We often talk about how to campaign for human rights, but less often do we talk about how to campaign with rights, so that the act of campaigning respects the rights of those affected.
The first question we need to ask ourselves when doing a rights-based approach to advocacy and campaigning is “Whose advocacy is it?” Do we see campaigning as something that we do as concerned citizens on behalf of disadvantaged and excluded communities, or do we see that our role is to support affected communities to do their own advocacy? Or do we see civil society working in partnership with the affected communities to advocate for the realisation of their rights?
No one option is inherently better than the others. In my view, it all comes down to the context – in particular the power relationship between ourselves as progressive and concerned civil society actors, the affected communities as the “rights-holders”, and those with political or economic power who as the “duty-bearers” are the targets of the advocacy. But whichever approach we take, we need to be clear about who is setting the agenda.
Have communities undertaken their own analysis and identified their own issues and objectives, or have we simply sold them our analysis? Have they truly participated in the planning of advocacy strategies, or have we intimidated them with our resource power, our confidence in our supposedly ‘superior’ knowledge? If we are supporting affected communities to do their own advocacy, can we be sure that they don’t see our support as being conditional on them choosing certain issues to do advocacy on, issues that coincide with our own advocacy agenda?

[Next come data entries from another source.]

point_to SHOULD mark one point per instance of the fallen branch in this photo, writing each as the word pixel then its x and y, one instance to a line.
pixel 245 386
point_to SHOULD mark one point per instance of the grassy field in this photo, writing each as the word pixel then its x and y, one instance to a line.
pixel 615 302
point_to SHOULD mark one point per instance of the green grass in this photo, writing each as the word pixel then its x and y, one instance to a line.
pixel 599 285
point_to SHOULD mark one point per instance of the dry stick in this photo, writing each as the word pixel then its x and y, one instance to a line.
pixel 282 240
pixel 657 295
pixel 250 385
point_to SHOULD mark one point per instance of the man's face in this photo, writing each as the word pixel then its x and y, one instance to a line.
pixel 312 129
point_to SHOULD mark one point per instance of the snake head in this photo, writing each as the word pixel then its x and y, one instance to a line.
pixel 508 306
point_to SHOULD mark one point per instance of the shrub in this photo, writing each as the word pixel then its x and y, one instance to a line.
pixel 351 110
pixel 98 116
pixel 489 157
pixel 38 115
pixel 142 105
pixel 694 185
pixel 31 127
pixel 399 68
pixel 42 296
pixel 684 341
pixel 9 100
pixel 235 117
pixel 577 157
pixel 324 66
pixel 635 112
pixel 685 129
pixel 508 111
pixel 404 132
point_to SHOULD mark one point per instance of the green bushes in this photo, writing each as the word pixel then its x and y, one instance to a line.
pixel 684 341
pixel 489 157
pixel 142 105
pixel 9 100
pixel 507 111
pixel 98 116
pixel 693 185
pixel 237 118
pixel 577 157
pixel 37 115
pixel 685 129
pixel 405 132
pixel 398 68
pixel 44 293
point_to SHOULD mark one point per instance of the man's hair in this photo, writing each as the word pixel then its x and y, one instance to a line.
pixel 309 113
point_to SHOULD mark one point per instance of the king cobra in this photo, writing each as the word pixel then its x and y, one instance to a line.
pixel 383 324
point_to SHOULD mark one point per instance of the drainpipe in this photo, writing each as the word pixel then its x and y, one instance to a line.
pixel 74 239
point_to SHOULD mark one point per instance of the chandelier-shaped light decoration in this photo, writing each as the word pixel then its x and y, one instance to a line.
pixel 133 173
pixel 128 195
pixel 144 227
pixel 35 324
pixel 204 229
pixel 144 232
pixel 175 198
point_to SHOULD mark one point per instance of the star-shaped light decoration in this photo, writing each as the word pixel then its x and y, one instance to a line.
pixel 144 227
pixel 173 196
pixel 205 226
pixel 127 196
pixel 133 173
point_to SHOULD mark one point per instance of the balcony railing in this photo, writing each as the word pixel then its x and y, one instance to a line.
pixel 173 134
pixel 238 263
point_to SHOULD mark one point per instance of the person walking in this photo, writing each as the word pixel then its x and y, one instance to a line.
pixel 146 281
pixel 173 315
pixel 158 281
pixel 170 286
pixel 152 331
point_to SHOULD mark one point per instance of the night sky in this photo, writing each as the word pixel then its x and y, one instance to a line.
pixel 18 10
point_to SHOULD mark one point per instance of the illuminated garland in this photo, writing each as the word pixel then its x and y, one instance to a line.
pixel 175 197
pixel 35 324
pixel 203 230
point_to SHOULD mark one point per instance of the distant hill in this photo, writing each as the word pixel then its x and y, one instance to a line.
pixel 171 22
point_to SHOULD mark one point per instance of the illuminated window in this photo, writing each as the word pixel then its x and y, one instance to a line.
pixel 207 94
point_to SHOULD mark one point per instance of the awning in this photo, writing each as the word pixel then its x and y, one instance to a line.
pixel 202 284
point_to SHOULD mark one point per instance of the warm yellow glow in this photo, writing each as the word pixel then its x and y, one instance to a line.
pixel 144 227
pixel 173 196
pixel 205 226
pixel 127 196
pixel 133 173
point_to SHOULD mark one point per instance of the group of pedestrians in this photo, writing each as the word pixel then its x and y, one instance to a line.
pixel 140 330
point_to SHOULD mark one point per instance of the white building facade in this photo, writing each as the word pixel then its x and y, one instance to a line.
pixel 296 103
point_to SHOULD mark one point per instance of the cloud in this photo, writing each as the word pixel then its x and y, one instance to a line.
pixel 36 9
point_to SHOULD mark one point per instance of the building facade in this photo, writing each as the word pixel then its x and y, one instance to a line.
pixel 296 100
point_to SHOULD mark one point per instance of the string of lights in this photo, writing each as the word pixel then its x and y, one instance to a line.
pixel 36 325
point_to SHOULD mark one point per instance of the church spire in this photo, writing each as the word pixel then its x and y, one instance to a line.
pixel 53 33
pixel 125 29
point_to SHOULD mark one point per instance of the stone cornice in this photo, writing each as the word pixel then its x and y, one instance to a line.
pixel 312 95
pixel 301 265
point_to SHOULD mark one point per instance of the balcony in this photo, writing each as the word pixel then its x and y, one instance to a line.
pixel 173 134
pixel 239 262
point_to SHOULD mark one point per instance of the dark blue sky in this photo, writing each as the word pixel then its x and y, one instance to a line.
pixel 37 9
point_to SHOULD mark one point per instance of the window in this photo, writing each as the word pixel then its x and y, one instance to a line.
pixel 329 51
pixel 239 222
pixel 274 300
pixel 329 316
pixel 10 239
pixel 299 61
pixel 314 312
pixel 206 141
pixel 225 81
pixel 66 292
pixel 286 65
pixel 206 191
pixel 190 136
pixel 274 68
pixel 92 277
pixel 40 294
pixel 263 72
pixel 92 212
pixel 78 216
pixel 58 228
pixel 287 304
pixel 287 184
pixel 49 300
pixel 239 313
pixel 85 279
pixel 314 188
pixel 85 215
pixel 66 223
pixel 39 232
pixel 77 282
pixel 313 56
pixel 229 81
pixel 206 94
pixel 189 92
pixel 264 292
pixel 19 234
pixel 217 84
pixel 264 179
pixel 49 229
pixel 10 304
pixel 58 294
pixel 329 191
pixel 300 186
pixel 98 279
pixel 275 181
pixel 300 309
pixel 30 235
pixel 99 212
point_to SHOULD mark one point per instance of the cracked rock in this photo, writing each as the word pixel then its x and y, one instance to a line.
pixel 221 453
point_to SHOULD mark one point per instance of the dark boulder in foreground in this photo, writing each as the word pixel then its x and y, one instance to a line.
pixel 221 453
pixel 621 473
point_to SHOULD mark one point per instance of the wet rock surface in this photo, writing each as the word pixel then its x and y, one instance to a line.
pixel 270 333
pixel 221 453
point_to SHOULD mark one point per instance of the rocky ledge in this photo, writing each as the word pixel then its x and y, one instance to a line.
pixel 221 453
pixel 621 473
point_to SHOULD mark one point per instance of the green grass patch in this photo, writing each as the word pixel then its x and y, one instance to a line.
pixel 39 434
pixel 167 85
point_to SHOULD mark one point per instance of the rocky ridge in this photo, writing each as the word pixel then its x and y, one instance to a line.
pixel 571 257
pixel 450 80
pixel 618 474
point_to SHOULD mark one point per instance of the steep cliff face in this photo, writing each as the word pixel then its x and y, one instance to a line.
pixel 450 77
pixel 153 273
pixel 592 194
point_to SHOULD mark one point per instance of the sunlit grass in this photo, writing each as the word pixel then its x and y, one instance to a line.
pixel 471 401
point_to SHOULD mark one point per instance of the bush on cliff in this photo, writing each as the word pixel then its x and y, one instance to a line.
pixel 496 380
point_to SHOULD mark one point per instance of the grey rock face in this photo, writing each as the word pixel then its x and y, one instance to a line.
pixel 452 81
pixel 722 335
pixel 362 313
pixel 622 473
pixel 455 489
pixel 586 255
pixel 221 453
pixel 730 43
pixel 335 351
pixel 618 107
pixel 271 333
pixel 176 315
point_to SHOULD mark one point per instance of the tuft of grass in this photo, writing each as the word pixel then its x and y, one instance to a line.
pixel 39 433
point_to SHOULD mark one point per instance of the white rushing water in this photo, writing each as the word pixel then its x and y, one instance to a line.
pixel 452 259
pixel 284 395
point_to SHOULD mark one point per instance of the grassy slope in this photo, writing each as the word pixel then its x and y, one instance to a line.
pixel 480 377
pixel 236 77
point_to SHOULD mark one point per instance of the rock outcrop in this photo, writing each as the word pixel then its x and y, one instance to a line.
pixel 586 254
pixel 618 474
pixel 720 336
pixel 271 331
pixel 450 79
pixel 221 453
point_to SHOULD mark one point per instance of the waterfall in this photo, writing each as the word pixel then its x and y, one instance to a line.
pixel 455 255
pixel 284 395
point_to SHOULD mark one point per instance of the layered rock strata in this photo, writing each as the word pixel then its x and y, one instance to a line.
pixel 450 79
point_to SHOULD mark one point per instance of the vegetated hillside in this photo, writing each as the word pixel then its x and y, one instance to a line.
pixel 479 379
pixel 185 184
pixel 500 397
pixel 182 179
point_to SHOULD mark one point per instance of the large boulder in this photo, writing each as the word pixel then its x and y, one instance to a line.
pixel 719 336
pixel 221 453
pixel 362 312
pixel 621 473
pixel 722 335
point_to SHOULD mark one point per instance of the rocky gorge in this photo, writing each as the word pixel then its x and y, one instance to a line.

If we are doing our own advocacy for the benefit of different affected communities, we need to be clear where our legitimacy comes from, and on what basis we have determined our objectives. We need to be transparent about who we have consulted and how we have reconciled differing voices – for there will always be differing voices. And we must ensure that our speaking out does not occupy the available media and political space, excluding the affected communities from having their own voices heard. At the end of the day, we need to ask ourselves: Have we respected the right of affected communities to control the advocacy that is about them?
Our second challenge is, through choosing to advocate for a particular group, we may have also adopted the mantle of “duty-bearer” and all the obligations that it infers. In particular, we have the duty to be as effective as possible – focussing our efforts where they will make the most difference to the affected communities, rather than what is easy or will most benefit our organisation.
This also requires that the methods of our advocacy promote the long-term interests of the rights-holders, and not just the short-term needs of the advocacy. This is most apparent in how we describe and illustrate affected communities and the situations that they are facing. Do we show them as helpless victims or as positive actors engaged in the struggle for justice? Do we represent the problems they face accurately, or do we distort them in an effort to maximise our response rates from the public? Are our prescriptions for solving their problems realistic, or do they reflect an over-simplified quick-fix that will have little real impact on the lives of affected communities?
Finally, if we are respecting the rights of those who are the intended beneficiaries of our campaigning, then we should be committed to holding ourselves accountable to them. We should submit to their judgement on whether we have involved them appropriately, whether we have respected their dignity in our campaigning, and whether we have made best use of the opportunities and resources available to us.
This blog is an edited version of a speech given to a conference on “International Advocacy: Potentials and Challenges” held by CISU in Copenhagen on the 30th August 2012.